NESTLE - 18/06/2008

Annonceur: 
NESTLE
Produit/Service: 
Perrier
Média: 
Affichage
Critères d'examen: 
Décence et bon goût
Représentation de la personne/dignité humaine
Initiative: 
Consommateur
Catégorie: 
Boissons
Type de décision: 
Pas de remarque
Date de clôture: 
Mercredi, 18 juin 2008
Description de la publicité

L’affiche avec comme titre « L’Extincteur : - 1/3 Perrier ; - 2/3 Perrier » montre une femme vêtue d’un bikini blanc qui est allongée sur un bar. Elle est entourée de bouteilles de Perrier. Derrière elle, se trouve un homme qui prépare un cocktail avec Perrier. 

Motivation de la plainte

Cette publicité donne une image de la femme comme objet toujours soumise, sous la domination de l’homme. Elle porte atteinte à la dignité de la femme et évidemment, dans ce cas, aussi à la dignité de l’homme. C’est vraiment une publicité de pervers qui ne respecte pas les femmes et leur droit au respect. Cette publicité est choquante.

Position de l'annonceur

L’annonceur a précisé que ce visuel fait partie d’un ensemble de 3 visuels et que le visuel en question a déjà été utilisé l’année précédente sur des bâches événementielles à Anvers et Bruxelles.

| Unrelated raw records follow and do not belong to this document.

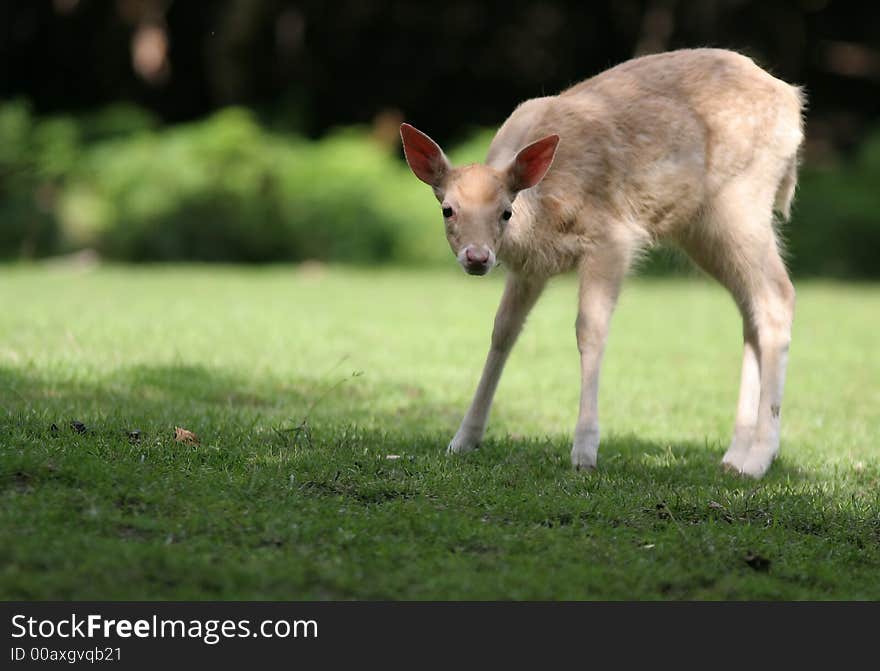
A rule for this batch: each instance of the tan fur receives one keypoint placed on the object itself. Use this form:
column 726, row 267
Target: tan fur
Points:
column 694, row 147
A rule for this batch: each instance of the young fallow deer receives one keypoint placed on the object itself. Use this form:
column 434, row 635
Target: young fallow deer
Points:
column 694, row 147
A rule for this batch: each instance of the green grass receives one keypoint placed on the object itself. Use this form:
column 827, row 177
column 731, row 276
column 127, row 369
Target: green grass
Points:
column 375, row 363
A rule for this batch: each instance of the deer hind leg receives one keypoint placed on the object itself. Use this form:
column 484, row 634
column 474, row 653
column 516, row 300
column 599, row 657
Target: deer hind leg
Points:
column 737, row 245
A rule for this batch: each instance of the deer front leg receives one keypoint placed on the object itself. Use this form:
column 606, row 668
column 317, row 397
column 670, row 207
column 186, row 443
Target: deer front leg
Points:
column 599, row 287
column 520, row 294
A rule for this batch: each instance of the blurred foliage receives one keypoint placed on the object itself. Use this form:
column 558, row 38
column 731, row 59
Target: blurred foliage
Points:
column 228, row 189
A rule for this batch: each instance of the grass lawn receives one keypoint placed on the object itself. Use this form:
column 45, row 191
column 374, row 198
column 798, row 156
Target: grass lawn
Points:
column 302, row 383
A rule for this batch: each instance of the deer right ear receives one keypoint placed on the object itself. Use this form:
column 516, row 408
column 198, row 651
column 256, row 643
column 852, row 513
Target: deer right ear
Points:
column 425, row 158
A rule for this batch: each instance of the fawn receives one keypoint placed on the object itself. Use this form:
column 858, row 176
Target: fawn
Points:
column 694, row 147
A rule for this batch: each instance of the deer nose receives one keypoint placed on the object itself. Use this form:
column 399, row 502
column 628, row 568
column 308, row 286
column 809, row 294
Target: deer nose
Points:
column 476, row 256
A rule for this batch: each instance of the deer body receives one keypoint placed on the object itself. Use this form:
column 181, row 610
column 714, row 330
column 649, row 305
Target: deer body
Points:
column 694, row 147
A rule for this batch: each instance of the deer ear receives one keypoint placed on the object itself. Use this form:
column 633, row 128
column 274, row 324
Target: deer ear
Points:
column 532, row 163
column 425, row 158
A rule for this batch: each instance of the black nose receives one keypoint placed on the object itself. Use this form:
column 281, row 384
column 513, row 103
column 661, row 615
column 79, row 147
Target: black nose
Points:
column 476, row 257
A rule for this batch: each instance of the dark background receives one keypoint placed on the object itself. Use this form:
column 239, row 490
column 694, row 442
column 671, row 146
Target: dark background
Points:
column 304, row 68
column 448, row 65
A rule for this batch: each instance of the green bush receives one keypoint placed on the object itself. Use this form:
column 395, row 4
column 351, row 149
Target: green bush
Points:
column 227, row 189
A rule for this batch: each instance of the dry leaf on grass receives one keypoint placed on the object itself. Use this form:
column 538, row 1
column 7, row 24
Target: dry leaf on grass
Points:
column 185, row 436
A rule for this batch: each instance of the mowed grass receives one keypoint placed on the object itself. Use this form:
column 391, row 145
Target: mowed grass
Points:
column 324, row 398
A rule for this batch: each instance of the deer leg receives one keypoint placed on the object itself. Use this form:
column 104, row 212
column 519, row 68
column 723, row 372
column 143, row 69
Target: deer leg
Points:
column 600, row 280
column 520, row 295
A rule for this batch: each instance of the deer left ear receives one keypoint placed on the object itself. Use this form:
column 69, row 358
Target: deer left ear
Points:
column 532, row 163
column 425, row 158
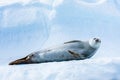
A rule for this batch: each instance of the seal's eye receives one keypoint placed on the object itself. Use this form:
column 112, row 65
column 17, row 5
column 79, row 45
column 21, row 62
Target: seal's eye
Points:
column 94, row 38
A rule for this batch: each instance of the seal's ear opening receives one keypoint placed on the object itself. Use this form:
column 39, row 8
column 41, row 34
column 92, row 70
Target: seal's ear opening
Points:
column 25, row 60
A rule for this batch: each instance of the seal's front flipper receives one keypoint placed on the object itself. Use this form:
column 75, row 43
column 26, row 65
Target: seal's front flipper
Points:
column 76, row 55
column 25, row 60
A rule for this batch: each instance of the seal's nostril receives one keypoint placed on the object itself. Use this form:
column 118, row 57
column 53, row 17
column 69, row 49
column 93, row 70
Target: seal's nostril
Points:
column 97, row 40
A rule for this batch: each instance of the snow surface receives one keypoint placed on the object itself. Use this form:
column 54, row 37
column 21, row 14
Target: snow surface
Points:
column 68, row 20
column 90, row 69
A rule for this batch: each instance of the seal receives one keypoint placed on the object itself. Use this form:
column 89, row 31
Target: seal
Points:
column 72, row 50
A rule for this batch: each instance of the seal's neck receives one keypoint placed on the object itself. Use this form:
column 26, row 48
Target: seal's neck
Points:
column 94, row 44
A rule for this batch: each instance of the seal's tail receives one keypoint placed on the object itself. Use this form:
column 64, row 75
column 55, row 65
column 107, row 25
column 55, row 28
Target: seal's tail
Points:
column 25, row 60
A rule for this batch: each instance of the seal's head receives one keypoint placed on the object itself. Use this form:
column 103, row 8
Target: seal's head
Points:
column 95, row 42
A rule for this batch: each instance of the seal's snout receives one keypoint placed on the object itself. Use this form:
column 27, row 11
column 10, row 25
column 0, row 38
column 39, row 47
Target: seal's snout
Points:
column 25, row 60
column 97, row 40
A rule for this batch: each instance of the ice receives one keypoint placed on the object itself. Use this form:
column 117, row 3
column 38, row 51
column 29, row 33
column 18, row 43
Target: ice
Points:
column 23, row 28
column 29, row 25
column 91, row 69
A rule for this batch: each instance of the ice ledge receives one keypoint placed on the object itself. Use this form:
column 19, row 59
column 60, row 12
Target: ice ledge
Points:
column 91, row 69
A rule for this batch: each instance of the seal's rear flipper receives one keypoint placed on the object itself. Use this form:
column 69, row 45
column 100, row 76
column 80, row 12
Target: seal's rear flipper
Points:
column 25, row 60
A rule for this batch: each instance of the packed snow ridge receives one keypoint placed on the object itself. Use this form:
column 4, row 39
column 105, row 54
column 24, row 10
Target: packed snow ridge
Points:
column 90, row 69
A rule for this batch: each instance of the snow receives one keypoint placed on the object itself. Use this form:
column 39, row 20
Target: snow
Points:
column 90, row 69
column 58, row 21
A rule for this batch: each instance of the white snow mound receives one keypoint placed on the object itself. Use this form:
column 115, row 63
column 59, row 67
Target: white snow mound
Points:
column 91, row 69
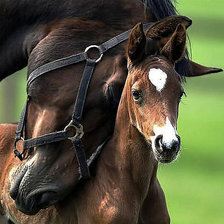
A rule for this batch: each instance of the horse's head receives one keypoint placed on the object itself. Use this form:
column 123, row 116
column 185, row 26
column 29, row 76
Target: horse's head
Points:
column 51, row 171
column 154, row 89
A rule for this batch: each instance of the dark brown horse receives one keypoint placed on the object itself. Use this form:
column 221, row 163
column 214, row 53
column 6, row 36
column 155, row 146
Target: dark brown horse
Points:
column 124, row 188
column 52, row 96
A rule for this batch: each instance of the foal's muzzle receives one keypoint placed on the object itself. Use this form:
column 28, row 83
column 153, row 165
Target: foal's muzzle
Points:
column 166, row 151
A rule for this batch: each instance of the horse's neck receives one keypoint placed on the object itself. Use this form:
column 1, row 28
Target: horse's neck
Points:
column 20, row 21
column 132, row 156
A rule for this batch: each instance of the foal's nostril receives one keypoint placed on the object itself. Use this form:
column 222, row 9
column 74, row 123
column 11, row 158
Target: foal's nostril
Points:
column 159, row 143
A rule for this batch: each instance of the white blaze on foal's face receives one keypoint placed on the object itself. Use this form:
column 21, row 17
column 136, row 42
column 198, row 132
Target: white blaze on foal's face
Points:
column 168, row 131
column 158, row 78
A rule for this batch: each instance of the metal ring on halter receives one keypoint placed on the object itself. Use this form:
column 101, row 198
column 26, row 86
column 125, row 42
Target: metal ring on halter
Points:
column 16, row 151
column 92, row 59
column 78, row 131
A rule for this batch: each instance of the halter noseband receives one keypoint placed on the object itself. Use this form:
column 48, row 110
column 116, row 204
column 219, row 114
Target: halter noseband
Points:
column 75, row 122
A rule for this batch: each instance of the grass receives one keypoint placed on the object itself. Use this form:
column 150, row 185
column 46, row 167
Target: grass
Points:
column 194, row 184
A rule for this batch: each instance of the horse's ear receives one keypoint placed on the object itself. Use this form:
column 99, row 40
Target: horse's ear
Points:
column 175, row 47
column 136, row 44
column 198, row 70
column 163, row 29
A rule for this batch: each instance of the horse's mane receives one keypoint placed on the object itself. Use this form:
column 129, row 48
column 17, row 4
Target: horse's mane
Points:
column 161, row 8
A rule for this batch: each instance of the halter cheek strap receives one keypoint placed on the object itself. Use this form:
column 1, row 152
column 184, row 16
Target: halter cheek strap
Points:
column 75, row 123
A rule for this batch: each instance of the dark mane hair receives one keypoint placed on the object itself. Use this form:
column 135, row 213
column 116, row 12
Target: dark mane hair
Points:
column 160, row 10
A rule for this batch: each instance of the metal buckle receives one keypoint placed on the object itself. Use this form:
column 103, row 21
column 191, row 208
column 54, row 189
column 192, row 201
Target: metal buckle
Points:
column 78, row 131
column 92, row 59
column 16, row 151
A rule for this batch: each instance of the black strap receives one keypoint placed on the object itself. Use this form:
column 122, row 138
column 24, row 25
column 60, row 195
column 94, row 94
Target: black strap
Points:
column 82, row 92
column 45, row 139
column 81, row 158
column 76, row 58
column 19, row 131
column 79, row 103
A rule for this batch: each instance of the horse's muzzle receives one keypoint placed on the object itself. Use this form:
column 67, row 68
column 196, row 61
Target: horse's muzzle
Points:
column 166, row 152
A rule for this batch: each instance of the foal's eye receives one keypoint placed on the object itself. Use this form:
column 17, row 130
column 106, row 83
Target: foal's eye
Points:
column 181, row 95
column 136, row 94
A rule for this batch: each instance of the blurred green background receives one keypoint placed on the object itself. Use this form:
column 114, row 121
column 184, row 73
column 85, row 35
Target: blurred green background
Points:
column 194, row 184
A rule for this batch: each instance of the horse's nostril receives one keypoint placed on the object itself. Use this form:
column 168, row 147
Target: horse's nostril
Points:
column 159, row 143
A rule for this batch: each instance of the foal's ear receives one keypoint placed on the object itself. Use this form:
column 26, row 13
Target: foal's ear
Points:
column 163, row 29
column 136, row 44
column 198, row 70
column 175, row 46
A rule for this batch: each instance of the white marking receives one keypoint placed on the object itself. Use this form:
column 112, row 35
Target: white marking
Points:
column 157, row 78
column 168, row 132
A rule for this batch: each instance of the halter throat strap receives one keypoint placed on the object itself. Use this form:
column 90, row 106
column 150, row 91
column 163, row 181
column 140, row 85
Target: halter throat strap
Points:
column 75, row 123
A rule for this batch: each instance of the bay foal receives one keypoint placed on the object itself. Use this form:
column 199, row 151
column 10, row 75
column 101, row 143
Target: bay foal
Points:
column 145, row 133
column 125, row 188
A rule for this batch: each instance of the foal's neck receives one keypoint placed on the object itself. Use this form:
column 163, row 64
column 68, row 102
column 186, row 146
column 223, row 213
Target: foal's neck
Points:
column 136, row 157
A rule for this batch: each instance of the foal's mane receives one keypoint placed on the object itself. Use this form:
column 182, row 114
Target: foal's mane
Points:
column 161, row 9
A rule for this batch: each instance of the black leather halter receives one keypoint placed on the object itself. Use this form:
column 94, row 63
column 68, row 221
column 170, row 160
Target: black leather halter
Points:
column 75, row 123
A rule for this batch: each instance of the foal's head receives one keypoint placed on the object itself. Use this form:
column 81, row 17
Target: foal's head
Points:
column 154, row 90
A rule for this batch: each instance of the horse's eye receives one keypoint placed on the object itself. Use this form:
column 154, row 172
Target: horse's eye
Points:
column 181, row 95
column 136, row 94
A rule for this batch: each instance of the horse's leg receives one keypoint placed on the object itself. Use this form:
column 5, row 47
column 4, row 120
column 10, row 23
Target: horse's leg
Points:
column 154, row 209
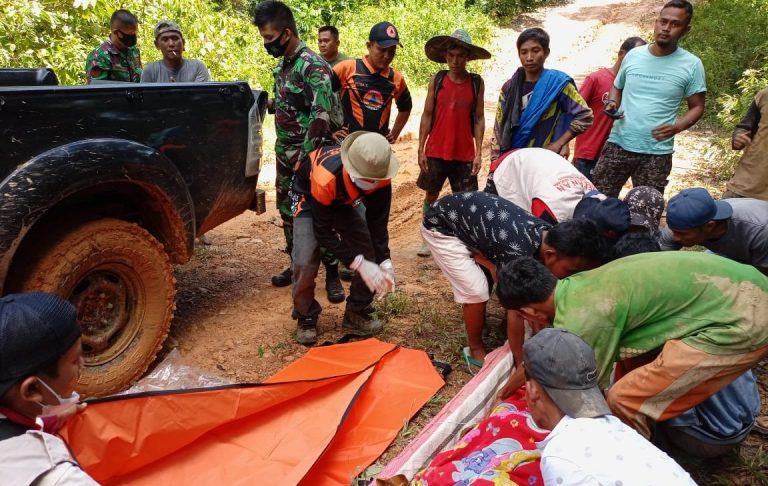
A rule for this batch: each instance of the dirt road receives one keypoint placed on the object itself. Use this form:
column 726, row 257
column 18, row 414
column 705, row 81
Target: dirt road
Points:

Il a affirmé n’avoir reçu que des réactions positives sur la qualité de la communication et, donc, pas une seule réaction de ce type. D’après lui, il s’agit d’un cas isolé et il laisse bien entendu à chacun la liberté de l’interprétation de cette publicité.

Décision du Jury

Le Jury a constaté que cette publicité représente notamment une femme en bikini ; ce qui cadre avec la saison estivale actuelle. Il en est de même pour le produit promu (marque d’eau) représenté en l’espèce comme un rafraichissement.

Par ailleurs, le Jury a estimé que cette affiche comprend davantage une connotation sensuelle que sexuelle. Dans ce contexte, il est donc d’avis que cette publicité ne porte pas atteinte à la dignité humaine et n’induit aucune idée de soumission dévalorisant la femme.

Compte tenu de ce qui précède et à défaut d’infractions aux dispositions légales et autodisciplinaires, le Jury a estimé n’avoir pas de remarques à formuler.

Suite

A défaut d’appel, ce dossier a été clôturé.